Javier Bardem e Giovanna Mezzogiorno vivem Florentino Ariza e Fermina Daza, respectivamente, no filme de homônimo à obra. Fonte: Revista Cromos.

No dia 06 de março comemorou-se o aniversário de um dos grandes escritores do século passado – senão um dos maiores da língua latina: Gabriel Garcia Márquez.
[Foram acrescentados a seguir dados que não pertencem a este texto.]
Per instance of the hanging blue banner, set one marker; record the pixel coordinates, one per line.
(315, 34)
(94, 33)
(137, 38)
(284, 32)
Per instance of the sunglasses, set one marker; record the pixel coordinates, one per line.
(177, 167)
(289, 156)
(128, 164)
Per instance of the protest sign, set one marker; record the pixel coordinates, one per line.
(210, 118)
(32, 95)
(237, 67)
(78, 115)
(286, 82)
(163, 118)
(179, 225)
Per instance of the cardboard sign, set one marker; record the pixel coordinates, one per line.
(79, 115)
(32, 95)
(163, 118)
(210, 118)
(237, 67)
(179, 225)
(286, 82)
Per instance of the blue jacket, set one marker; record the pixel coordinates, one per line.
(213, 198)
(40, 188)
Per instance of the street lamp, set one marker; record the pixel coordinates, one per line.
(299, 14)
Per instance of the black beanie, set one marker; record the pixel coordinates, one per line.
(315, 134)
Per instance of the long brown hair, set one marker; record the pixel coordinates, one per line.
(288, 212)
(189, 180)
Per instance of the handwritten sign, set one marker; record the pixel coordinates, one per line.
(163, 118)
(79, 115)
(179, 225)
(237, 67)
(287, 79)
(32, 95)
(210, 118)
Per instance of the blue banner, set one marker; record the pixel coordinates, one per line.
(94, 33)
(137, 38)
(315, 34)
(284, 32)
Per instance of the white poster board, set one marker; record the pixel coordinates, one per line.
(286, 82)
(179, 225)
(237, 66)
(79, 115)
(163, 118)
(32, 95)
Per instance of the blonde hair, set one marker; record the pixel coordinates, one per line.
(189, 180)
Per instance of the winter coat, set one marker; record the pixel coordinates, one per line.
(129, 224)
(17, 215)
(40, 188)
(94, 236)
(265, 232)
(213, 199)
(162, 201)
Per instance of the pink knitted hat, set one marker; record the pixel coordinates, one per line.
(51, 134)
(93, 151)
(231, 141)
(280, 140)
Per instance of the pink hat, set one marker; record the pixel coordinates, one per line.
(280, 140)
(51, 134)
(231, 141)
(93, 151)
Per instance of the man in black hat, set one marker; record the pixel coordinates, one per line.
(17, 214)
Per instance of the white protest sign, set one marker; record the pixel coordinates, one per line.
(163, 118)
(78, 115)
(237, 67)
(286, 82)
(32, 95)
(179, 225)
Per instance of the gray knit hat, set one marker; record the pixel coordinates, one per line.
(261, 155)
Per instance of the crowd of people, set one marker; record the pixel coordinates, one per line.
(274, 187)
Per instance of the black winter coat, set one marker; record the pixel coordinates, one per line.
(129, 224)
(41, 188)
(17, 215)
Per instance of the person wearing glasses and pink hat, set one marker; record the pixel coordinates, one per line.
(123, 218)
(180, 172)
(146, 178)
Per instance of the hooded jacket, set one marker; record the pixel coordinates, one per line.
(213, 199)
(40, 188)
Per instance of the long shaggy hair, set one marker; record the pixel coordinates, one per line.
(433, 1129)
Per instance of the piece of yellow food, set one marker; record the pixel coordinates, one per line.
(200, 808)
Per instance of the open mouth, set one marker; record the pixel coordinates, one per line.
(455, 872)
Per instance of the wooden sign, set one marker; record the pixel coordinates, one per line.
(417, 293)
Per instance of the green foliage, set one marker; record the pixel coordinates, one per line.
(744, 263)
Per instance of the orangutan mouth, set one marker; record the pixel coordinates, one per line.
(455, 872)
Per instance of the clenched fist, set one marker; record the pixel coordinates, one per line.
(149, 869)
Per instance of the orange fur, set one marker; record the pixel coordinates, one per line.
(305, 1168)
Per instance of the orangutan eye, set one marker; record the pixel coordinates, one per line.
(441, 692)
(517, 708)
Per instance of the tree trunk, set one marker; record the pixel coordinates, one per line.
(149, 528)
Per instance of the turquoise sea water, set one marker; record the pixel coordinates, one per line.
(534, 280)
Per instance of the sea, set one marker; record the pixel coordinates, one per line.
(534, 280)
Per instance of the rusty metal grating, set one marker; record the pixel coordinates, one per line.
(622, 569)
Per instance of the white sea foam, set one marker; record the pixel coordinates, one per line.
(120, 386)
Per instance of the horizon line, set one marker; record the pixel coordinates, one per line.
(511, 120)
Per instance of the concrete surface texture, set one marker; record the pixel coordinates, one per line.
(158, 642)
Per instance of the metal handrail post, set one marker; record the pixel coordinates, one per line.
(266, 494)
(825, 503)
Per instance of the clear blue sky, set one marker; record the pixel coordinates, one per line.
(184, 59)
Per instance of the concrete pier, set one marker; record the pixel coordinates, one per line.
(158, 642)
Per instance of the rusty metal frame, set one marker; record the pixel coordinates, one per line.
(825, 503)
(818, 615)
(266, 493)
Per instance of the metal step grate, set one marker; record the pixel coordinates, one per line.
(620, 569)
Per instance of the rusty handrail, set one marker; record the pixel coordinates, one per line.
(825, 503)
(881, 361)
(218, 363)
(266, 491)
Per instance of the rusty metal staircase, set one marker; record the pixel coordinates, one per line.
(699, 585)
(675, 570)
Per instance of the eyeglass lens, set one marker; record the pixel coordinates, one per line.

Ganhador do prêmio Nobel de literatura em 1982 pelo conjunto de sua obra, "Gabo" se tornou um cânone no meio literário e passagem obrigatória para aqueles que querem compreender, por meio de uma narrativa minuciosa e cativante, o que significa a América Latina, incluindo o seus habitantes, costumes e contradições.


Falecido em 2014 no México, Garcia Márquez escreveu Cien Años de Soledad (Cem anos de solidão), livro que foi considerado o mais importante da língua hispânica, atrás apenas do grandioso (em todos os sentidos) Don Quijote de la Mancha (Dom Quixote de la Mancha), de Miguel de Cervantes. De tão importante, é quase impossível pensar em Garcia Márquez e não lembrar da saga da família Buendía na fantástica cidade fictícia de Macondo.


No entanto, apesar de Cien Años ser uma das minhas criações preferidas de Gabo, a obra que mais gosto é El Amor en los Tiempos del Cólera, publicada em 1985. Lembro-me que quando adquiri o livro, deduzi que seria apenas um romance “corriqueiro”, afinal o tema era batido: triângulo amoroso, um jovem pobre apaixonado pela menina rica e um casamento de interesses com rapaz bem-sucedido para atrapalhar os planos do casal... nada do que não encontremos em um filmezinho ordinário na Sessão da Tarde. No entanto, fui deliciosamente desmentido com à medida que ia avançando no romance.